Het zou waarschijnlijk nooit goed opgehelderd worden.
Soms moet je dat accepteren in ons werk.
De man lag op zijn buik naast een heg. Zijn vingers hadden in de grond geklauwd. Een kogel had een abrupt einde aan zijn leven gemaakt. De kogel was tussen zijn schouderbladen doorgedrongen, doorboorde zijn lichaam en had een vreselijk gat in zijn borstkas geslagen toen hij eruit kwam.
Het gebied rond de vindplaats van het lichaam in het Volkspark was afgezet door de politie. Buiten de afzetting, die gemarkeerd was met een gekleurd lint, stonden nieuwsgierigen schouder aan schouder. Politieagenten in uniform moesten hen steeds terugduwen. Vertegenwoordigers van de media waren ook gearriveerd en probeerden met hun camera's een goede foto te maken.

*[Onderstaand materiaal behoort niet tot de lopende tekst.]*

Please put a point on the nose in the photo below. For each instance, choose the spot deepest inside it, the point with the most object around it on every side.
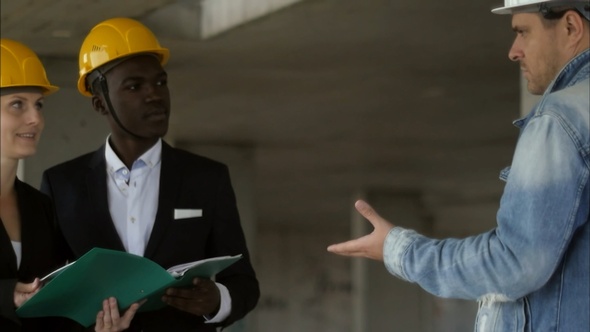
(155, 92)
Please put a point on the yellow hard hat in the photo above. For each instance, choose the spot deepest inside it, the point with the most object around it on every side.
(115, 39)
(22, 68)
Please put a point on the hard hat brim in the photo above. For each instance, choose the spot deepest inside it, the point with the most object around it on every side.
(162, 53)
(46, 89)
(519, 8)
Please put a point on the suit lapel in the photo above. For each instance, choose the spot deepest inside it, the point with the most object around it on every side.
(170, 181)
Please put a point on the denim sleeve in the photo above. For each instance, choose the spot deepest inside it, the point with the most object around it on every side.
(540, 210)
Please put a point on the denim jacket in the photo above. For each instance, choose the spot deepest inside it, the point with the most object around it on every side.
(532, 271)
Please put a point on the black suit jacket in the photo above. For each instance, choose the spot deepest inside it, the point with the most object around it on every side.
(187, 181)
(43, 250)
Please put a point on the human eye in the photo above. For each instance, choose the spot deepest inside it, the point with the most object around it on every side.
(17, 104)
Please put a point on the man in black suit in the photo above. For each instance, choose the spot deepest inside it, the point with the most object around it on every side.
(138, 194)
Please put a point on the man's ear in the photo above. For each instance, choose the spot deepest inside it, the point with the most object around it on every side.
(574, 25)
(99, 104)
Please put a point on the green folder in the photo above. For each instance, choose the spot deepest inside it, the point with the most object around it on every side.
(77, 291)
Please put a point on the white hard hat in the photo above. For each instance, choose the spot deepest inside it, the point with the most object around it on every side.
(532, 6)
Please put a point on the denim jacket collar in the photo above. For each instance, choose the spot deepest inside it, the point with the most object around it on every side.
(577, 69)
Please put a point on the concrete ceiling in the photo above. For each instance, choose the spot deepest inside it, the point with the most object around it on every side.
(332, 95)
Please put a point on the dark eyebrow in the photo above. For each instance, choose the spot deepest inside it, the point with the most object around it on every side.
(143, 78)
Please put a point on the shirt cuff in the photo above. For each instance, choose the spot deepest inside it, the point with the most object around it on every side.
(224, 305)
(395, 246)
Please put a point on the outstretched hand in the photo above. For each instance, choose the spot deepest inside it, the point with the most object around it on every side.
(109, 319)
(23, 292)
(371, 245)
(203, 298)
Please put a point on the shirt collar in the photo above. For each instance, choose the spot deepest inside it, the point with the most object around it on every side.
(150, 158)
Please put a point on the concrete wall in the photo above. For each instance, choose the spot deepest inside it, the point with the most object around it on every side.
(303, 287)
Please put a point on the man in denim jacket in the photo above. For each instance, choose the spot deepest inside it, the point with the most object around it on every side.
(532, 272)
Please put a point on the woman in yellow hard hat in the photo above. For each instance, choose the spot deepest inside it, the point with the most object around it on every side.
(31, 244)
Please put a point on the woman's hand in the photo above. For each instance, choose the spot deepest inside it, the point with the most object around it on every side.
(109, 320)
(23, 292)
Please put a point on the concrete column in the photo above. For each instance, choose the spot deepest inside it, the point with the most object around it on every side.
(527, 100)
(382, 302)
(241, 163)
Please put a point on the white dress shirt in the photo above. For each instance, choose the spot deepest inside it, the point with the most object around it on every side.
(133, 204)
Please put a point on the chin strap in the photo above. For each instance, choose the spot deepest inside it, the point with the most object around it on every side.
(105, 92)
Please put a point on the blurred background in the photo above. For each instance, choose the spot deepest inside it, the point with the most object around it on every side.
(314, 104)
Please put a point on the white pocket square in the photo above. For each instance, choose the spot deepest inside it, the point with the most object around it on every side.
(187, 213)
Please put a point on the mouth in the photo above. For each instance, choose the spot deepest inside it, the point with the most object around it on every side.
(27, 135)
(157, 115)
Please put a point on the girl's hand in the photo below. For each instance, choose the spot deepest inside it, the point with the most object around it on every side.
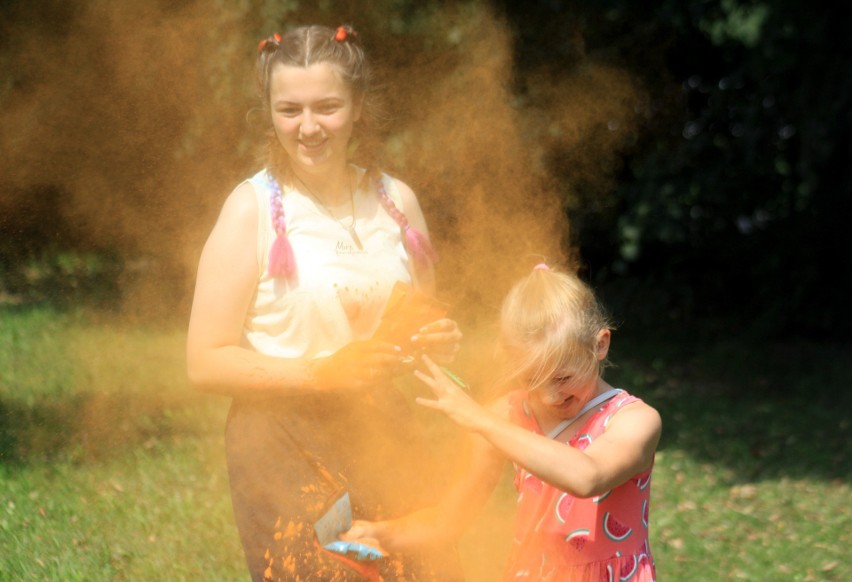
(440, 340)
(451, 399)
(358, 364)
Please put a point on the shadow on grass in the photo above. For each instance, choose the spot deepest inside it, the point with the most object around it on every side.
(763, 411)
(92, 427)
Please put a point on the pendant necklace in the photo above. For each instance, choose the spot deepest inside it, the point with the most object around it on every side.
(350, 228)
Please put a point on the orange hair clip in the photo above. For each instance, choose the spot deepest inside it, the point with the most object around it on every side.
(275, 38)
(343, 32)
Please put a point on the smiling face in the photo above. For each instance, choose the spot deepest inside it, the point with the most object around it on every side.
(313, 112)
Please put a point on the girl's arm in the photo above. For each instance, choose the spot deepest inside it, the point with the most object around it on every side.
(226, 283)
(625, 449)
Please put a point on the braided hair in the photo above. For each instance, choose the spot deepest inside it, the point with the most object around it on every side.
(303, 47)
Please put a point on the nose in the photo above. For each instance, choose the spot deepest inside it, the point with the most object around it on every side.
(309, 125)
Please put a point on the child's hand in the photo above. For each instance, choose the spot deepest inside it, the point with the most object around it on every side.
(451, 399)
(361, 530)
(440, 340)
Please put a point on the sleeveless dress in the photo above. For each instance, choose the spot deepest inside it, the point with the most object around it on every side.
(559, 537)
(290, 455)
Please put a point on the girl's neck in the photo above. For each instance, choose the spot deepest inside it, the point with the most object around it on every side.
(548, 417)
(332, 187)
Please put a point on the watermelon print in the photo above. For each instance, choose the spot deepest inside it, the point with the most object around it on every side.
(628, 568)
(614, 529)
(563, 506)
(578, 538)
(643, 483)
(583, 441)
(562, 538)
(600, 498)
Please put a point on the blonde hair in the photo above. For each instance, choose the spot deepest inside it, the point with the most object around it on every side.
(551, 321)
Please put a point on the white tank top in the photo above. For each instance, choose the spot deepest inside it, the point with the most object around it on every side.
(338, 291)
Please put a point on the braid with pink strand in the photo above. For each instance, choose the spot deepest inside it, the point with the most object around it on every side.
(415, 242)
(282, 262)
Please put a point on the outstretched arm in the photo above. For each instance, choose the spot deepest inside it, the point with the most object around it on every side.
(625, 449)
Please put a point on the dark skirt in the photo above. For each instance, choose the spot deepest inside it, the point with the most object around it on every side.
(290, 456)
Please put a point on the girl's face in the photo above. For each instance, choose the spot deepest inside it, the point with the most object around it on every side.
(313, 113)
(566, 392)
(563, 395)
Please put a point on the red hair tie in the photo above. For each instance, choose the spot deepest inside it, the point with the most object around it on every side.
(343, 32)
(275, 39)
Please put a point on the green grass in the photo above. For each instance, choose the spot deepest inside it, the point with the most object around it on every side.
(112, 468)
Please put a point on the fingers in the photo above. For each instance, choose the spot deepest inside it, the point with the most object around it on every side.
(427, 403)
(441, 337)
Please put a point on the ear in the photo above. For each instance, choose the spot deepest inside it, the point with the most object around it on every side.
(357, 108)
(602, 344)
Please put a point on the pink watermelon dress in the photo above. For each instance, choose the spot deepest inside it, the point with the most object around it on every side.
(559, 537)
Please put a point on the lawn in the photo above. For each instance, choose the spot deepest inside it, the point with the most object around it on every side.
(112, 468)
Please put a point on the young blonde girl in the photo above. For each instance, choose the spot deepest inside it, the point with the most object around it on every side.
(582, 450)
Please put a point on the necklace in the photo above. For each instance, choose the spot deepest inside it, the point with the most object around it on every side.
(350, 228)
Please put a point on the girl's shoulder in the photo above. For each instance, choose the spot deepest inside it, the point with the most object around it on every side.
(631, 412)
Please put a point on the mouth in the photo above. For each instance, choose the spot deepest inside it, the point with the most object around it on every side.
(311, 146)
(567, 403)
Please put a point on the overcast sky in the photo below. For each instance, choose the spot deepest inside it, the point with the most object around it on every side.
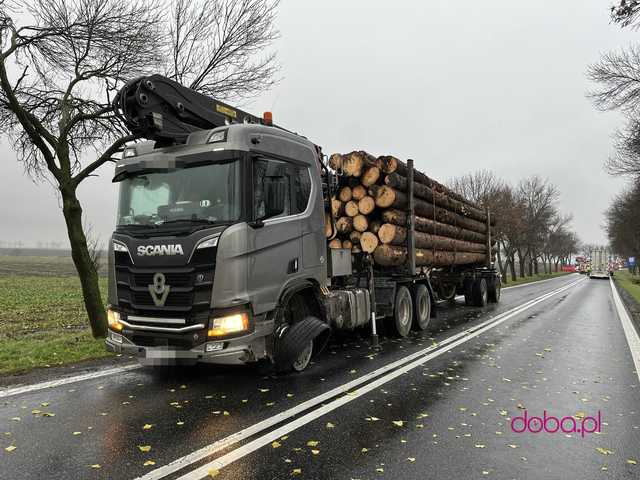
(458, 86)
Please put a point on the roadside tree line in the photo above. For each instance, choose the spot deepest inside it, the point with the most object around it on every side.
(617, 76)
(531, 230)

De man die de leiding had over het forensisch team was inspecteur Braun. Hij luisterde naar wat de forensisch wetenschapper te zeggen had.
"De jongen werd van dichtbij neergeschoten. De flits van de loop verschroeide de kleren op zijn rug. De rooksporen verraden het ook. Aangezien de knieën van de broek vuil zijn, neem ik aan dat het slachtoffer voor zijn moordenaar geknield zat. Het lijkt mij een executie.
"Wanneer denkt u dat de dood is ingetreden?" vroeg inspecteur Braun.
"Tussen middernacht en twee uur. - De kogel kwam uit de voorkant en zal waarschijnlijk niet meer teruggevonden worden. De autopsie zal meer details moeten uitwijzen."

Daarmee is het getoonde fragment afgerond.